Kisah Roemah Bahagia

Roemah Bahagia by AdrieBasuki hadir karena saya menemukan kedamaian dan ketenangan dengan belajar meditasi, berlatih nafas dan melatih cara berpikir positif.  Dalam perjalanan hidup, saya melewati berbagai pengalaman menarik mulai dari kegagalan, tantangan emosional, keberhasilan dan juga sebuah proses bangkit. Sebuah perjalanan hidup yang banyak dialami oleh semua Sahabat Bahagia. Izinkan saya berkisah sejenak, semoga berkenan...

Saya memulai perjalanan mengenal meditasi ketika usia saya 15 tahun melalui ayah saya, beliau mengajarkan mengenai sadar nafas dan visualisasi kekuatan pikiran. Meditasi dan latihan nafas selalu jadi bagian dari kehidupan saya, namun seringkali saya terlalu sibuk dengan karir dan pekerjaan saya, 18 tahun saya meniti karir di dunia korporasi, mulai dari Account Executive hingga di posisi Director pada salah satu perusahaan terbesar di Indonesia. Menjadi salah satu yang termuda dalam sebuah sistem tidak akan pernah mudah karena sebagai generasi yang muda, pastinya kita menginginkan selalu maju, tapi tentunya dalam dunia korporasi ada berbagai kepentingan. Tidak ada yang salah dengan hal itu, hanya saja saya merasakan kerinduan untuk mengerjakan apa yang sesuai kata hati, bermanfaat untuk banyak manusia dan kembali ke keluarga terdekat. 

Perjalanan saya untuk menemukan yang hilang dimulai dengan menentukan tujuan hidup yang lebih sesuai dengan kata hati, seiring berjalan nya karir saya.

Di tahun 2018, saya memutuskan untuk pergi ke bucket list saya yang sempat tertunda sekian lama, karena tak pernah punya banyak waktu untuk mengambil jeda. Pilihan saya adalah untuk melihat kebesaran Sang Pencipta, pergilah saya ke sebuah situs luar biasa di Peru, Machu Picchu. Dan ketika saya menginjakkan kaki saya disana dan melihat begitu luar biasanya situs tersebut, seketika saya menyadari sesuatu, "Mengapa kamu harus takut akan manusia lain, tidak ada manusia lain yang mampu membuat bangunan seperti ini, takutlah pada-Nya." Jikalau boleh, saya ingin menyebutnya sebagai perjalanan spiritual pertama saya.

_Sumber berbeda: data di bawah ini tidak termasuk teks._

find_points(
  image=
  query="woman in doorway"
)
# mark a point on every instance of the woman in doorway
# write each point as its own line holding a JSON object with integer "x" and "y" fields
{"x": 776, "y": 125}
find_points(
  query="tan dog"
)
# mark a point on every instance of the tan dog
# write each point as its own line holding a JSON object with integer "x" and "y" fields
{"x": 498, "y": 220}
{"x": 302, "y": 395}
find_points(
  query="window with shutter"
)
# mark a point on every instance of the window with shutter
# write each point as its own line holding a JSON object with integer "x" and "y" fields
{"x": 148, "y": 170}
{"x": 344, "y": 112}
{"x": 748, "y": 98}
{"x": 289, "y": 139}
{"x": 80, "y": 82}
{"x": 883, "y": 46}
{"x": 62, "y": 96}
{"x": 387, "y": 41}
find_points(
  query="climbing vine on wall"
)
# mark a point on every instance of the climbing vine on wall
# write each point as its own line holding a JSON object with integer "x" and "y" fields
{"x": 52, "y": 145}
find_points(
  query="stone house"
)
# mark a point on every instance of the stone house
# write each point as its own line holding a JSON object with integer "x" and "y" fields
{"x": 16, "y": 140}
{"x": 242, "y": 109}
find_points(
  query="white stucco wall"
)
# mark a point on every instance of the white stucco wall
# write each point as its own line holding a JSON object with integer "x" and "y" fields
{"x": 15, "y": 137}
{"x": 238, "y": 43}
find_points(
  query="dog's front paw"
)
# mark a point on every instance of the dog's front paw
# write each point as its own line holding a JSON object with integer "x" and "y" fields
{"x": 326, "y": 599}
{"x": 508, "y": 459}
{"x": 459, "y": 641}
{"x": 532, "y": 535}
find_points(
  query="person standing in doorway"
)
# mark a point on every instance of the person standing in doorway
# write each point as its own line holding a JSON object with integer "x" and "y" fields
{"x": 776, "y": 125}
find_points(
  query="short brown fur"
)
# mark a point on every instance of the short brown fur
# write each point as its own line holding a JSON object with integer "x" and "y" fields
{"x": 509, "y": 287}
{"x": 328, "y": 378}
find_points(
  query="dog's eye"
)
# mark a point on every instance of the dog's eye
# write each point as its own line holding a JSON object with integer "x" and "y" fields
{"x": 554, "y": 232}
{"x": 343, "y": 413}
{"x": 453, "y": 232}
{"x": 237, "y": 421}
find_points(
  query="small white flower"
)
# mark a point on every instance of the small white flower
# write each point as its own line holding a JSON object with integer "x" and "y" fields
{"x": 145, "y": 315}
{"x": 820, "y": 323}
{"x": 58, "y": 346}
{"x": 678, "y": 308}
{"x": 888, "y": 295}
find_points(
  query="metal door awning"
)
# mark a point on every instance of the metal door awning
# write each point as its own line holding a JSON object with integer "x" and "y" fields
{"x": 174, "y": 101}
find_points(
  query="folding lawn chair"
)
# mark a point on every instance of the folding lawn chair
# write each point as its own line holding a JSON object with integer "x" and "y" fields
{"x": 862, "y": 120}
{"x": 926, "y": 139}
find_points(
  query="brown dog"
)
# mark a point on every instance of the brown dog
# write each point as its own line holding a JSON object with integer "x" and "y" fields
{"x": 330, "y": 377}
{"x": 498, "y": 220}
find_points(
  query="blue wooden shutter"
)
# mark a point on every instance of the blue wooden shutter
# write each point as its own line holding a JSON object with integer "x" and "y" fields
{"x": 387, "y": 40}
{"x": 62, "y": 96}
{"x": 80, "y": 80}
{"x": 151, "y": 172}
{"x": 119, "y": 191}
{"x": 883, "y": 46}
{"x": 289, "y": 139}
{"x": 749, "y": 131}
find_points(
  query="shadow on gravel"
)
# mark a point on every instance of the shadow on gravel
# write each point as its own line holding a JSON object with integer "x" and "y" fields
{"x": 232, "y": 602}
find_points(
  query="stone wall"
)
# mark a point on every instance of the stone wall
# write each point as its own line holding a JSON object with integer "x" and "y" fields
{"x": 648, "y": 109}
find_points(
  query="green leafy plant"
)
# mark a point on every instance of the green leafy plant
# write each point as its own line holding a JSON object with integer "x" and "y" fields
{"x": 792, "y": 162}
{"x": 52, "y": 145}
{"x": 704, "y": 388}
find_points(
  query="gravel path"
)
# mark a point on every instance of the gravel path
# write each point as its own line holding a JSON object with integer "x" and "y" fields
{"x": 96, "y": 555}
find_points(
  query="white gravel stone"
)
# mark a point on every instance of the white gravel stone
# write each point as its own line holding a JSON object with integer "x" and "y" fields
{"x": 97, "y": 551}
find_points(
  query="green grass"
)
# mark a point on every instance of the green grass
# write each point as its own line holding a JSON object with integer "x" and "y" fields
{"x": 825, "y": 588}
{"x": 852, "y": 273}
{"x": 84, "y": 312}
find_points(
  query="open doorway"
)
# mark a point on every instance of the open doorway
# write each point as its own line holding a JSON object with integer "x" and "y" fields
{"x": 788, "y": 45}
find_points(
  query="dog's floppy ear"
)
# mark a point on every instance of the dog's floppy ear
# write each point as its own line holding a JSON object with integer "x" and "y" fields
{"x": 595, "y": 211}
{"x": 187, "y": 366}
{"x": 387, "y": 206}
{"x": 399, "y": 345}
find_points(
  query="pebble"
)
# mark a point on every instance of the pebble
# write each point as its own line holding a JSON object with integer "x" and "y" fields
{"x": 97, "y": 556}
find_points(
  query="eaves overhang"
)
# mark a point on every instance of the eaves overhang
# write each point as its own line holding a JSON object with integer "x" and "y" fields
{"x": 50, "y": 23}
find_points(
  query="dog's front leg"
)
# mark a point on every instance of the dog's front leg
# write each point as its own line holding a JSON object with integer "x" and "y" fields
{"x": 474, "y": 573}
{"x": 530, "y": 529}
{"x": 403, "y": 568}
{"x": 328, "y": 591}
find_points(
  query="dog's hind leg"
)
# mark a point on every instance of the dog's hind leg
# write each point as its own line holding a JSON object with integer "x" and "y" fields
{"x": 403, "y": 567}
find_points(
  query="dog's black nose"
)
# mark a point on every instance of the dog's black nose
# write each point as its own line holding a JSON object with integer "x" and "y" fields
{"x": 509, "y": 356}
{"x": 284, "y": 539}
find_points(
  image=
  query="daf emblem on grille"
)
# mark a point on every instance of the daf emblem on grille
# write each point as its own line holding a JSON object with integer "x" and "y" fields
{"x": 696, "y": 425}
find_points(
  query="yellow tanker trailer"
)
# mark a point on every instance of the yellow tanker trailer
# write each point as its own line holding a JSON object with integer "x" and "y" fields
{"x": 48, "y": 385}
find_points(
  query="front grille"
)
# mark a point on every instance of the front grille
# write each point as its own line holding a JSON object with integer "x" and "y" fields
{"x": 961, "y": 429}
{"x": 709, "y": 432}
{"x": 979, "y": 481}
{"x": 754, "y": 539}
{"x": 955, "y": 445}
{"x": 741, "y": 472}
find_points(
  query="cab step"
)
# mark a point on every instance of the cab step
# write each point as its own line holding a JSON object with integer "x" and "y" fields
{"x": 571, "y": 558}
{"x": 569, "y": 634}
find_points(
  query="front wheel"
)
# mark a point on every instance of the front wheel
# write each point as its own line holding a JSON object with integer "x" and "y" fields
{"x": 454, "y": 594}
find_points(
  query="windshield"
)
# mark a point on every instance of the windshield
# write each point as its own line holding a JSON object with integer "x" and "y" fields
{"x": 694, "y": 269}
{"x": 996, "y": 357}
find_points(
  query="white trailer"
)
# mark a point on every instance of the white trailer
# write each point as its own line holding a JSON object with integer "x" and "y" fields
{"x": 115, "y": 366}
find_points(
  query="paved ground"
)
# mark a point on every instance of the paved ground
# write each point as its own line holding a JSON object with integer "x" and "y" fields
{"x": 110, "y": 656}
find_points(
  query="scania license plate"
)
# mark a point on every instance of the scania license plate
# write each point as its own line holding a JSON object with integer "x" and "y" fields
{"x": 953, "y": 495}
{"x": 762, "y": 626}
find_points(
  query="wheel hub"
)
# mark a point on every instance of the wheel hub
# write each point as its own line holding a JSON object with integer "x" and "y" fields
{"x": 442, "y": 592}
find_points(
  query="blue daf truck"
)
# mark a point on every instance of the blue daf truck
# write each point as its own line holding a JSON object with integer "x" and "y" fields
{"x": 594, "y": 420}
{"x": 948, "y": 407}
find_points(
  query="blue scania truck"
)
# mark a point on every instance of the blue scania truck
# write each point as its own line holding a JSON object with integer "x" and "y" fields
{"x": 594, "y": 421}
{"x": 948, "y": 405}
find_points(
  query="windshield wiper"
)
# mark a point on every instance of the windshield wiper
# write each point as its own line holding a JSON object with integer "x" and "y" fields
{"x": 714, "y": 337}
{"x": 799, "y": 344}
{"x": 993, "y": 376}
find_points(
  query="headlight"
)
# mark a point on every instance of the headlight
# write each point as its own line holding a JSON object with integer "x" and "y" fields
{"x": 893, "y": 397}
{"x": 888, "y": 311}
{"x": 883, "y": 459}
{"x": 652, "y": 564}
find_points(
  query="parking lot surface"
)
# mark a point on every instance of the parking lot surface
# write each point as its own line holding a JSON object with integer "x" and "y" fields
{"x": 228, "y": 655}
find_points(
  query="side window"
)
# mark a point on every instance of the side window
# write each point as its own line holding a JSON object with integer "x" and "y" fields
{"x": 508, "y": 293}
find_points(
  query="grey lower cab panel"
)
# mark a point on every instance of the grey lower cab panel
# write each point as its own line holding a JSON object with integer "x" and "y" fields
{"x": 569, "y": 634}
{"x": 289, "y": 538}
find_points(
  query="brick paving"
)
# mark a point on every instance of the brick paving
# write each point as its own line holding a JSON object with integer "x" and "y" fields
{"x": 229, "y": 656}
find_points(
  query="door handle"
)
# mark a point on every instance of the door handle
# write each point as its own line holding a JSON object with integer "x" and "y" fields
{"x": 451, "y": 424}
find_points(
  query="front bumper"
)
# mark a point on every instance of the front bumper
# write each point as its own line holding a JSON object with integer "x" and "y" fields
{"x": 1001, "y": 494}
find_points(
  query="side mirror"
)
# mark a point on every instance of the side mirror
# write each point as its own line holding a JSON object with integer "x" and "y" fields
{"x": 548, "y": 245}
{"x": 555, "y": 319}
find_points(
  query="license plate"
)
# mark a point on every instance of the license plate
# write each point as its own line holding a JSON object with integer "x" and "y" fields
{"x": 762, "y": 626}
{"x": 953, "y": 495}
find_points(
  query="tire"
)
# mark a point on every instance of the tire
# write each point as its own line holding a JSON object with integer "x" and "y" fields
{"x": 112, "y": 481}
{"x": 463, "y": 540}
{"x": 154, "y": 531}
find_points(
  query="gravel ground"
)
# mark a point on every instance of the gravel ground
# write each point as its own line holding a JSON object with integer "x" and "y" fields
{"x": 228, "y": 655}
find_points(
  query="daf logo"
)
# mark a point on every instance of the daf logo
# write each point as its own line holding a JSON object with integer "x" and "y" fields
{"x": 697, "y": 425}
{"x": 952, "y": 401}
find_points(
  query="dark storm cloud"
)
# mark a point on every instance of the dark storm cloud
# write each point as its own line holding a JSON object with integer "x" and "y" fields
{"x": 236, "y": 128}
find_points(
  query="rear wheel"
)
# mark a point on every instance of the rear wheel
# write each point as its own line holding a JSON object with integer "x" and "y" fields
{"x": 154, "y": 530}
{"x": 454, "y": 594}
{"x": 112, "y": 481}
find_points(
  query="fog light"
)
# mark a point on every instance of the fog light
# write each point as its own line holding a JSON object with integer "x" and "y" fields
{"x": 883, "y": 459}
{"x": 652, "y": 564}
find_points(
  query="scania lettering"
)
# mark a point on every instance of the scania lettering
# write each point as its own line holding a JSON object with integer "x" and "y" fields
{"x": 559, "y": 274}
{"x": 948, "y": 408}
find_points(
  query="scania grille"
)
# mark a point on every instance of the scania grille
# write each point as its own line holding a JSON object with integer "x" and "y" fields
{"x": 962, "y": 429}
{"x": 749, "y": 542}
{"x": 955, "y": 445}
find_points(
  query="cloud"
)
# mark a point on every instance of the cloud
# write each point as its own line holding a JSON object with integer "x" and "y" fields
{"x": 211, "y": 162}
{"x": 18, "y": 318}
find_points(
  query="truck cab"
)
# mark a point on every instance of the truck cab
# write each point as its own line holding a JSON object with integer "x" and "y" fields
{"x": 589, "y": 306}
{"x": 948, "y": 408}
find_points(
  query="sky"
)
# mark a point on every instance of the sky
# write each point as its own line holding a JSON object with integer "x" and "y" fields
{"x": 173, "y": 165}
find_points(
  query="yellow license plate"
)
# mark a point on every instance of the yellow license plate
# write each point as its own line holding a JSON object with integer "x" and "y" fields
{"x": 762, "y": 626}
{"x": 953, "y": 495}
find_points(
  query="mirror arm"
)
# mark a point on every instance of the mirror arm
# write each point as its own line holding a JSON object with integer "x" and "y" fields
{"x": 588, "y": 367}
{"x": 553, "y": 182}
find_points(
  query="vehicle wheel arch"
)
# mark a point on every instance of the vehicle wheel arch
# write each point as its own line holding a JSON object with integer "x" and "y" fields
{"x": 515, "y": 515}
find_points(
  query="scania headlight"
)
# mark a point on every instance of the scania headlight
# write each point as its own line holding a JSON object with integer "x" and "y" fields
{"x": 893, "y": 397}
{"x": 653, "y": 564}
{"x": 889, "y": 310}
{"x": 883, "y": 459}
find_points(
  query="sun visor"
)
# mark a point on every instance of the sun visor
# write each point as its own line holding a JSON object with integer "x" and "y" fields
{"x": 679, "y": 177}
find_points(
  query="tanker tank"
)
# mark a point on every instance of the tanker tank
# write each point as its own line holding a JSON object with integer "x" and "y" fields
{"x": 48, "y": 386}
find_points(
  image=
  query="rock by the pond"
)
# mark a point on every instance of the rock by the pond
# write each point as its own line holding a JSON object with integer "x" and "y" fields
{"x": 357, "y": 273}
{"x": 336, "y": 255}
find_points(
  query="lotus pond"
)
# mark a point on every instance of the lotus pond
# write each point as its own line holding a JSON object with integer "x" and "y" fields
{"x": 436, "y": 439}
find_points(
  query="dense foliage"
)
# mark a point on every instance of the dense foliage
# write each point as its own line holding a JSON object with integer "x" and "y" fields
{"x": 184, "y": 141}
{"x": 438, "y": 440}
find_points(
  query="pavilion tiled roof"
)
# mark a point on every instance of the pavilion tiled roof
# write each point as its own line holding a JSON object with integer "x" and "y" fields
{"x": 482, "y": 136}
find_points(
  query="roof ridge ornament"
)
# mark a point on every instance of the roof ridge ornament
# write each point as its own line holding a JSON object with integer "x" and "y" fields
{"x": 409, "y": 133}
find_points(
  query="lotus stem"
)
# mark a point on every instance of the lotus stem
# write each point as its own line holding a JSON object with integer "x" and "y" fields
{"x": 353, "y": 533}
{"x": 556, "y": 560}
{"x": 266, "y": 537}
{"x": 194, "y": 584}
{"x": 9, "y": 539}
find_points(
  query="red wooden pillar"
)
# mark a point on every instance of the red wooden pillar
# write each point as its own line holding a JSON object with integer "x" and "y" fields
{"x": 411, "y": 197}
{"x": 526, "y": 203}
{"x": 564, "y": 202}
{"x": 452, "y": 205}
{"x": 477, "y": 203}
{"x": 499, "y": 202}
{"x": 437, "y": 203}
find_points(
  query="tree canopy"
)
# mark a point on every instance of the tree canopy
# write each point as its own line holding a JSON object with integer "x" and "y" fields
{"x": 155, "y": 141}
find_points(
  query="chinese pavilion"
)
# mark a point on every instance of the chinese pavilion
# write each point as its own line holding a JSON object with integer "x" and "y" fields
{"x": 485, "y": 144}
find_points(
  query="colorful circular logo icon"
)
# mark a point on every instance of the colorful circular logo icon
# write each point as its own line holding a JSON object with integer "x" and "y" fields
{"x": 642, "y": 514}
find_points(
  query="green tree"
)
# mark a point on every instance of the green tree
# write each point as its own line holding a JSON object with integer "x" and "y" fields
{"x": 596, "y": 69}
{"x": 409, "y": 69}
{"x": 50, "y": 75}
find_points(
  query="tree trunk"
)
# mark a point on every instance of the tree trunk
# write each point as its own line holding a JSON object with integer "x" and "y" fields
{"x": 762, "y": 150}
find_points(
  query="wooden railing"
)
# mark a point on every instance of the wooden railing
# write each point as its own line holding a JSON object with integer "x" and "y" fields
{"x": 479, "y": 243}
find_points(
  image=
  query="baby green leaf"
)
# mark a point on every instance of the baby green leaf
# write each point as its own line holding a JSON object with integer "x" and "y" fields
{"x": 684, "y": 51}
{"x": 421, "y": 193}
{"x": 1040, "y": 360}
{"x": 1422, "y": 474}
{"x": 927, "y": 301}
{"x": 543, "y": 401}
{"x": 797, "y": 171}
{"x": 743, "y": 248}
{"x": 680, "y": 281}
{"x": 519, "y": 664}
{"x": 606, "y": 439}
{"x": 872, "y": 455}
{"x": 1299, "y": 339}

Dan di tahun 2019, saya mulai kembali memperdalam meditasi dan latihan nafas, bersama Raj Kumari seorang Energy Healer di Jakarta. Dari nya saya merasakan menemukan diri saya yang sempat hilang. Kemudian memperdalam lagi dengan belajar Tekhnik Reiki di Parag Hut Singapore. Kemudian, saya kembali melakukan perjalanan menemukan yang hilang dalam diri saya, saya memilih pergi ke Bhutan untuk melihat lebih jelas apakah yang pernah diajarkan oleh Ayah saya adalah benar adanya. Perjalanan disana, belajar mendengarkan dari Biksu dan mampir ke banyak temple membuat saya semakin yakin bahwa saya harus bergerak....

 

Akhirnya, di awal 2020, saya memutuskan untuk kembali pada passion saya sebagai textile designer dan memulai perjalanan Roemah Bahagia ini. Yang pasti, saya kembali pulang ke rumah, melanjutkan mimpi-mimpi kecil keluarga saya.

 

Saya memberanikan membuka Roemah Bahagia sebagai tempat untuk berbagi mengenai meditasi & latihan pernafasan yang membantu kita untuk memperbaiki kesehatan mental, berdamai dengan masa lalu dan menerima hidup apa adanya. Saya menyederhanakan beberapa metode yang saya pelajari sehingga lebih mudah dipelajari dan mudah dipraktekan dalam kehidupan sehari-hari...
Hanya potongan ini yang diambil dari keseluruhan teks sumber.